L'altalena del presidente tra l'Europa e la Russia
Da anni si barcamena tra l’avvicinamento all’Europa - da cui ha ottenuto la parziale cancellazione delle sanzioni imposte per il suo regime autoritario - e la collaborazione con il potente vicino russo, che di recente ha legato gli importanti sconti su gas e petrolio a una maggiore integrazione tra i due Paesi, che a Minsk suona come un’annessione.

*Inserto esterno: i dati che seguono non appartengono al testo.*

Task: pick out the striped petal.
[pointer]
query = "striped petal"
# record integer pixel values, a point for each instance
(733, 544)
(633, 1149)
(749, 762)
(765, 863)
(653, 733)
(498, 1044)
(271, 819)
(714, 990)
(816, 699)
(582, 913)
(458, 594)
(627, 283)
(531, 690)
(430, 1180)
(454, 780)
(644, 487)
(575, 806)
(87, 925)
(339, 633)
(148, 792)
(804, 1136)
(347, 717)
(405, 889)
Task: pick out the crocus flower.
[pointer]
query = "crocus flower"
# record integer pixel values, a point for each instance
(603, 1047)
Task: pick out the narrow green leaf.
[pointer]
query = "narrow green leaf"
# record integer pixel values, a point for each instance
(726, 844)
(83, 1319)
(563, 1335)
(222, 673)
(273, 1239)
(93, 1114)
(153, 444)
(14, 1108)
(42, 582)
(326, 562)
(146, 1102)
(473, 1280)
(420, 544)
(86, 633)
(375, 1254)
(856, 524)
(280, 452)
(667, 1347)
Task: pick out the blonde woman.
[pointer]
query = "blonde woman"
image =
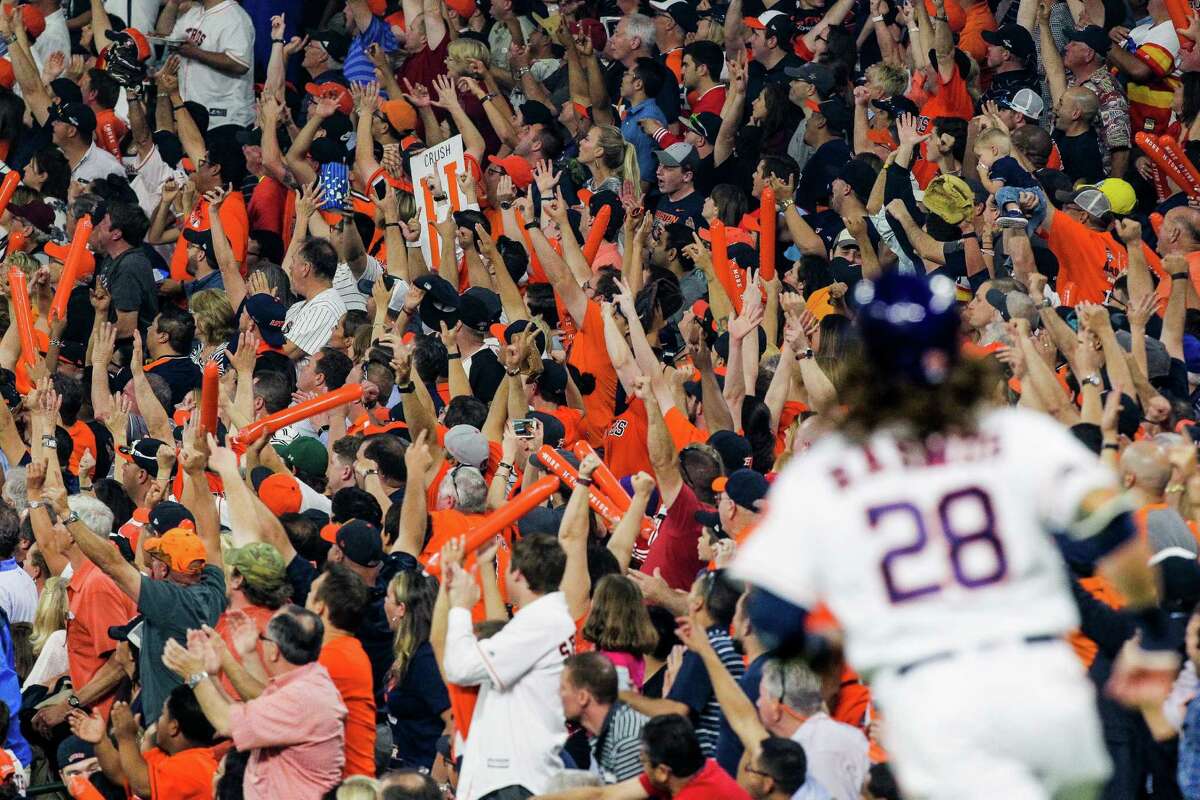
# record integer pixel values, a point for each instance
(49, 636)
(417, 699)
(215, 325)
(611, 161)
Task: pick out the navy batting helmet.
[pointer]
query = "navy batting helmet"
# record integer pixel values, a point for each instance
(910, 325)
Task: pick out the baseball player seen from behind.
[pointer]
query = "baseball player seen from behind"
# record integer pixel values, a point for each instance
(935, 529)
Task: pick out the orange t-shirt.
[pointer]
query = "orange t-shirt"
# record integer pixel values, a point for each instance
(187, 775)
(1089, 260)
(977, 19)
(351, 671)
(952, 97)
(589, 355)
(235, 220)
(109, 132)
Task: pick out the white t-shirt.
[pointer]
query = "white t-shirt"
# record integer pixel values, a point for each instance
(96, 163)
(225, 28)
(18, 593)
(919, 553)
(309, 324)
(837, 755)
(55, 38)
(517, 728)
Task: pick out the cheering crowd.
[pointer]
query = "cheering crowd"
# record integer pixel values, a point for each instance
(390, 386)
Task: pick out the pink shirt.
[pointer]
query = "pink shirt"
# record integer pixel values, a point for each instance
(295, 729)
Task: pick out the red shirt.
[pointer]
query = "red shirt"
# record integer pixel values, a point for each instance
(673, 545)
(709, 783)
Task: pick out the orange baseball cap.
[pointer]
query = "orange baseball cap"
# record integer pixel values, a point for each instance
(280, 493)
(345, 102)
(515, 167)
(181, 548)
(400, 113)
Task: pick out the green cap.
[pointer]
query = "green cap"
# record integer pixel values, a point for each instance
(306, 455)
(259, 564)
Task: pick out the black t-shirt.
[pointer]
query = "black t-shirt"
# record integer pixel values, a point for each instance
(130, 281)
(685, 210)
(485, 376)
(1081, 155)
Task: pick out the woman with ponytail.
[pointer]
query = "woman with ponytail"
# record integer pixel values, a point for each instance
(611, 161)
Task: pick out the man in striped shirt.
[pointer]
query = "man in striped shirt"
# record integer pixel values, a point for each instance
(615, 729)
(310, 323)
(712, 601)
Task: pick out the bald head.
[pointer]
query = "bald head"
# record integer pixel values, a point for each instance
(1144, 465)
(1180, 232)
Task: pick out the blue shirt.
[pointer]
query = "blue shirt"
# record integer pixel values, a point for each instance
(634, 134)
(358, 67)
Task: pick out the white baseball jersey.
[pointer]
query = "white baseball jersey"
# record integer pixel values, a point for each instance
(921, 551)
(517, 728)
(225, 28)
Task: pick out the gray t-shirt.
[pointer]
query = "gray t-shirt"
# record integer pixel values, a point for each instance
(171, 609)
(130, 280)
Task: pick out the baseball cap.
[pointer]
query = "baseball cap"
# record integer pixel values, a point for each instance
(819, 74)
(745, 487)
(897, 106)
(861, 178)
(167, 515)
(261, 564)
(479, 308)
(35, 212)
(705, 125)
(441, 302)
(507, 334)
(467, 445)
(361, 542)
(400, 113)
(681, 154)
(180, 547)
(735, 450)
(949, 197)
(1092, 200)
(76, 114)
(336, 90)
(679, 11)
(1026, 102)
(143, 452)
(1092, 36)
(1121, 194)
(268, 314)
(515, 167)
(775, 23)
(336, 43)
(202, 239)
(305, 455)
(534, 113)
(1013, 38)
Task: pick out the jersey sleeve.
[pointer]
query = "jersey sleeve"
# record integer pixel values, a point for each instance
(780, 554)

Presidente che ha sempre fatto perno sull’immagine di leader autoritario e macho, Lukashenko non avrebbe mai pensato che la sua rivale più pericolosa potesse diventare una casalinga: scesa in politica per caso, la 37enne Svetlana Tikhanovskaya, ha raccolto dietro il suo nome le manifestazioni più massicce nel Paese dagli anni ’90; anche se difficilmente verrà eletta domenica nelle presidenziali ha comunque catalizzato e reso plastico il vasto malcontento presente nel Paese costringendo il presidente a una repressione mai vista in campagna elettorale. Lukashenko ha ripetuto più volte che una donna non vincerà le elezioni: “La nostra Costituzione non è per una donna perché il presidente ha un potere forte e, inoltre, la nostra società non è matura abbastanza per votare una donna”.